L’analisi non si sofferma volutamente su «account importanti» (il numeor di follower di per sé non dice granché, sono molto più interessanti il network, e eventualmente i livelli e il tipo di engagement), ma su quella che è - diciamo così - la loro «base sottostante» di piccoli account sospetti. Da questo punto di vista, le disinfo ops o le ops di black propaganda stanno lievemente mutando forma, nell’ultima stagione, almeno in Italia, cercando di polverizzarsi e mimetizzarsi il più possibile con account naturali dei social. Eviteremo quindi di citare gli account del report Stroppa-Di Stefano, ma solo alcuni dei loro contenuti, che vanno dalla satira pesante («Mattarella ha un würstel al posto del cuore #impeachment») all’insulto («traditore della patria» è il più tenue) o alla violenza verbale («Così #Mattarella butta nel cesso il voto di 15 milioni di italiani. Perché secondo lui la sovranità in Italia appartiene alla #UE e alla #Merkel e non al popolo italiano»), alla minaccia («Don’t Fear The Reaper» - «non temere la Grande Mietitrice», cioè la morte, e sotto, una foto di Mattarella in camice ospedaliero e la scritta «do not intubate do not reanimate»). Inutile procedere oltre, era solo per dare una vaga idea. Augurano o minacciano di morte Mattarella.
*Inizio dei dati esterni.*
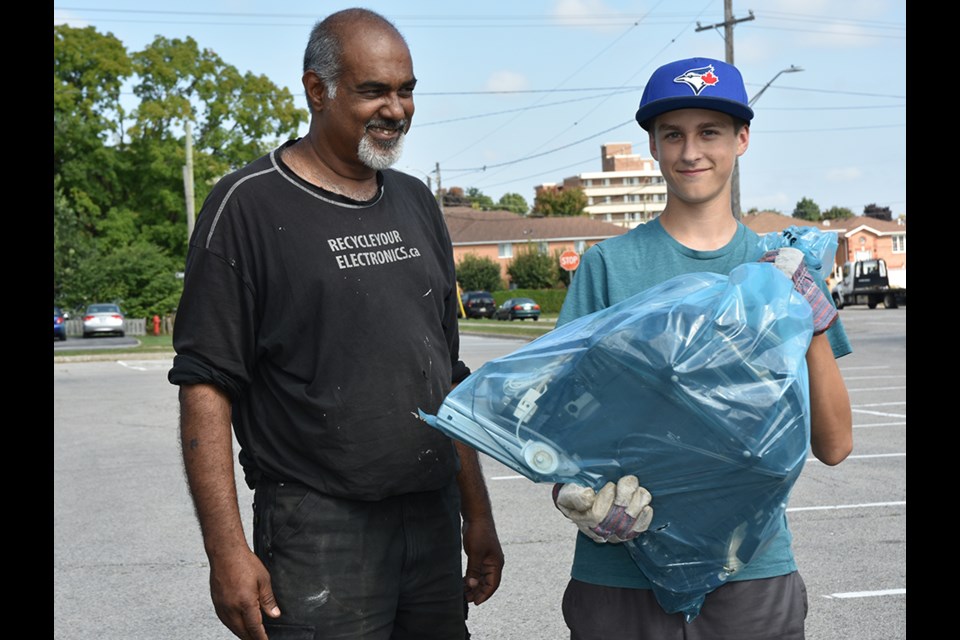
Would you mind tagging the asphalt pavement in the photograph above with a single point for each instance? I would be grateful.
(129, 562)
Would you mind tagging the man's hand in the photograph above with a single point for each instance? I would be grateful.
(484, 560)
(790, 262)
(240, 587)
(619, 512)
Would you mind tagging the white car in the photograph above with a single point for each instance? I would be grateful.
(103, 319)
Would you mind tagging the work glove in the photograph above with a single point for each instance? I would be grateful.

Il punto centrale - bisogna ripeterlo - è che secondo i due informatici si tratta di un preciso network: il sample analizzato è relativamente piccolo, ma potrebbe essere più largo (i criteri per l’inclusione sono stati molto selettivi, spiegano gli autori). Molti account del network sono sotto «limitazione temporanea» da parte di twitter, o subiscono restrizioni: segno che sono stati oggetti di ripetute segnalazioni, o sono sotto l’attenzone della cybersecurity dell’azienda. Altri presentano, anche a prima vista, una congiunzione di interessi politici che è poi alla base di alleanze reali attuali, tra sovranismo, ultranazionalismo, tematiche sociali (nazionali e sociali), temi anti-establishment. Una politica parallela è insomma pronta a essere scatenata e rialzata, se davvero si andasse al voto bisognerà tener d’occhio le reti, dove contenuti sovranisti, fortemente nazionalista e anticasta si sono sposati ormai da tre anni, e invocano con modi brutali la rivoluzione legastellata.